Other winners included Key West’s Kyla Bender, 12, who blew her conch shell while wearing a back feathered tutu and conch-shell tiara.
The contest attracted several hundred spectators to watch entrants ranging from pre-teens to seniors to multi-person ensembles. Competitors were judged on the quality, duration, loudness and novelty of the sounds they made.
Challman’s victory reinforced her regular use of the conch shell for a practical purpose.
“I have a tiki bar at home, and so when it’s time for happy hour, I let everybody know in the neighborhood — I give a happy hour blow on the conch shell,” she said.

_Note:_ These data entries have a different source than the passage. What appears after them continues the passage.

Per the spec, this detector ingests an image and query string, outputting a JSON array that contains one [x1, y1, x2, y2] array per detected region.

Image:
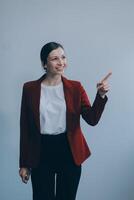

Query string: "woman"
[[19, 42, 111, 200]]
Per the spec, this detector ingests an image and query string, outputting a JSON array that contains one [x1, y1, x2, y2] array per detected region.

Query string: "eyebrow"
[[49, 54, 65, 58]]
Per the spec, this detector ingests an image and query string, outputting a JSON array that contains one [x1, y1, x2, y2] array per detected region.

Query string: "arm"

Conch shell blowing has been practiced in the Florida Keys for generations. In the 1800s, when the local economy was largely based on salvaging shipwreck cargoes, sailors attracted attention by blowing piercing blasts on the “conch horn.” The shell of the sturdy sea mollusk is a symbol of the island chain, which is also known as the Conch Republic.
A 50-year-plus tradition, the annual Conch Shell Blowing Contest is organized Old Island Restoration Foundation, a nonprofit organization dedicated to preserving Key West’s architectural and cultural heritage.